Why did Oregon voters approve pot, but not GMO labels? Why no scholarship fund for Oregon students, nor driver cards for undocumented immigrants? Journalist Jacob Lewin offers these observations on Election 2014:

“In opting to legalize marijuana, Oregonians were probably seeing illegal pot as a form of prohibition that wasn’t working. Having Washington state lead the way on this was probably a factor. The sheriff of King County said in ads for the pro-pot campaign in Oregon that it was working in Washington and that revenues were going to schools and police and not to drug cartels. With recreational marijuana also legal in Colorado, Oregon became the third state to legalize. We were quickly followed by Alaska last night. It will also be legal to use marijuana in Washington DC.

The measure to require labels on food with genetically modified organisms is narrowly failing. The campaigns against it and for it were the most expensive in Oregon. For some, the anti-labeling campaign may have backfired. The idea that labels would create fear and misunderstanding was probably offensive to some voters who thought they’d be able to read the labels without being scared.

While most of the pro-labeling voters were probably also anti-GMO and most of the labeling foes pro-GMO there were also some people in the middle.
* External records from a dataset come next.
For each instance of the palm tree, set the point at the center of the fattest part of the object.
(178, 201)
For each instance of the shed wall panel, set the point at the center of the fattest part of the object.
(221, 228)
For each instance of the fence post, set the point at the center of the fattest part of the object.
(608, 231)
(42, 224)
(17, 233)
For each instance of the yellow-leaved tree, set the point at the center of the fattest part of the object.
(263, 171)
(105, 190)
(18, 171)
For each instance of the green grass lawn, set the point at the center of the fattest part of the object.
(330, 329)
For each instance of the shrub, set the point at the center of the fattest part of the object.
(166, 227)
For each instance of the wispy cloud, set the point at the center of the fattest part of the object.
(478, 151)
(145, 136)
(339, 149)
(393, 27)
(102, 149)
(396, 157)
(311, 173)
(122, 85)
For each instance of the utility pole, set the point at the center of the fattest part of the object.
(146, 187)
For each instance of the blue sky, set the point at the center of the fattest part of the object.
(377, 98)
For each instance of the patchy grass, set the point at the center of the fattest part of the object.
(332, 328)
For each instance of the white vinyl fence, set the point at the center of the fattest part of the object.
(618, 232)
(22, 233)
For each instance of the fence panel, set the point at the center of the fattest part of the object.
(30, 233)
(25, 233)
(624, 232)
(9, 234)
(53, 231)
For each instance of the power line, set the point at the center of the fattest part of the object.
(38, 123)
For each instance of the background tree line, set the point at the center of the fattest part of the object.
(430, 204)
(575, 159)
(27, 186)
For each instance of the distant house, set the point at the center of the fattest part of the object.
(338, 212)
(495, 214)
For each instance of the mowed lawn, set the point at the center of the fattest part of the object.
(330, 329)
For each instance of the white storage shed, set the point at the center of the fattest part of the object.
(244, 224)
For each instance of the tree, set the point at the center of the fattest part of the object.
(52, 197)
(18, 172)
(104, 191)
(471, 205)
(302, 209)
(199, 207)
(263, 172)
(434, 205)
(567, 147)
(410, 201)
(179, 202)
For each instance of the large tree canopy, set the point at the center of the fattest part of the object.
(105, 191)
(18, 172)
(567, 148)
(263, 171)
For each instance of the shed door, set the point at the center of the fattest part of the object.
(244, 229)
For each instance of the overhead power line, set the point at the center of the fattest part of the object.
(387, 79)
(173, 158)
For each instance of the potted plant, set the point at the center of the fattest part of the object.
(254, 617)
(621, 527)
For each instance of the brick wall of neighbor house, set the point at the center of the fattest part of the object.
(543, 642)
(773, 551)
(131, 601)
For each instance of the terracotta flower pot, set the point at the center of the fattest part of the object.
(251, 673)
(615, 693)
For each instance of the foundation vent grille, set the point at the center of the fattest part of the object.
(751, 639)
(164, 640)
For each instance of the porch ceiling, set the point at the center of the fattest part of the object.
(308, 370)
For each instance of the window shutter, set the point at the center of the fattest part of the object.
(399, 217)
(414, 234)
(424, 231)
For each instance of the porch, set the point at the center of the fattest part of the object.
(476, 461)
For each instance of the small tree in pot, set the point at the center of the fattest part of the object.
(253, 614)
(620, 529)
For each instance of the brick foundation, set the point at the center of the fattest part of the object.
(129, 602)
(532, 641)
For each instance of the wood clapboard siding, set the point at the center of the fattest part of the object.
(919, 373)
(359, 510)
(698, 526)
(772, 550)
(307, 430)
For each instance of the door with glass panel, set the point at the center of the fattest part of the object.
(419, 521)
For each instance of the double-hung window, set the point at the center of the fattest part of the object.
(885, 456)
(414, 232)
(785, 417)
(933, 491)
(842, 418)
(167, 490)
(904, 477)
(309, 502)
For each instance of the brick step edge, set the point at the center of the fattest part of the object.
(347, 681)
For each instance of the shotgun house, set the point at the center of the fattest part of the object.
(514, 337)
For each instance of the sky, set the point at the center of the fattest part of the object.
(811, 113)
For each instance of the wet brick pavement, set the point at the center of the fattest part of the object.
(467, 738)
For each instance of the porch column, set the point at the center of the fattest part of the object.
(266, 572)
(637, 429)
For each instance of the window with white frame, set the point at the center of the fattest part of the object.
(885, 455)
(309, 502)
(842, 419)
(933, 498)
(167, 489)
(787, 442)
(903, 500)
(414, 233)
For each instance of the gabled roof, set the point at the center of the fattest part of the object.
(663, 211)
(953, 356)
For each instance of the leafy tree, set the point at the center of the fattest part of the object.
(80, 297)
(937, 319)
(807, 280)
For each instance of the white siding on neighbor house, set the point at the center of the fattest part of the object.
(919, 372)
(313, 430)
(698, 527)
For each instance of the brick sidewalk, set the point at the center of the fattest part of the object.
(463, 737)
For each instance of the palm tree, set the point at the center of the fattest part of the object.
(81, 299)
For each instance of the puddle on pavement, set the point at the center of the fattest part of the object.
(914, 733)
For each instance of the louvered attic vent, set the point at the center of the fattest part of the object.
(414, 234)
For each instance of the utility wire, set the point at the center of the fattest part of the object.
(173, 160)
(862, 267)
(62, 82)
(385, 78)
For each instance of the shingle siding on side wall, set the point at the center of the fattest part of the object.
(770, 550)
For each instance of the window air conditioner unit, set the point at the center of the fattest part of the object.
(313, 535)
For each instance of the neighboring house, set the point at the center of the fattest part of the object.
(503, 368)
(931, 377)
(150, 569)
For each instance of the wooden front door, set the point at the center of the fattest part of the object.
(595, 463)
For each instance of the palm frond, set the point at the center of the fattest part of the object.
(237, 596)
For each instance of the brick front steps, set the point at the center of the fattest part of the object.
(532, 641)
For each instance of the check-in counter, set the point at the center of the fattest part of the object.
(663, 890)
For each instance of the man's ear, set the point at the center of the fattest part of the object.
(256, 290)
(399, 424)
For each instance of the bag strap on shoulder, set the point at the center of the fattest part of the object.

They think some of the important questions, such as how much pesticide use would increase with increased use of GMO’s and how that squares with solving world hunger, are questions that have not been answered. Labeling would give them a choice until we get those answers. Still, Oregon would have been the first state to pass a GMO labeling ballot measure and that probably was a factor. Legislators in Vermont passed one, to take effect in 2016.

One surprise, to me at least, was the very weak showing for a measure that would have created a state college scholarship fund. Oregon has heavily disinvested in higher education over the years and we do a relatively poor job of helping poor and middle class kids with financial aid. This at a time when there’s a full-blown student debt crisis. It’s possible that voters did not want the state to go into more debt, which was central to this measure.

The drubbing of a measure that would have let residents who are undocumented immigrants get drivers’ licenses will be taken hard by Oregon’s half million Latinos. While the great majority are not undocumented immigrants, most do have family members who are, and this both continues a hardship for them and they will be hurt and offended by the vote. Many of them think if the great majority of the 175-thousand undocumented immigrants in Oregon were Canadian and not Mexican, it would not have come to this.”

Oregonians also rejected the “Open Primary” proposal, which would have included voters of any party – and propelled the top two candidates to a feneral election. News partner OPB reports Measure 90 went down, despite an infusion of out-of-state money in its favor.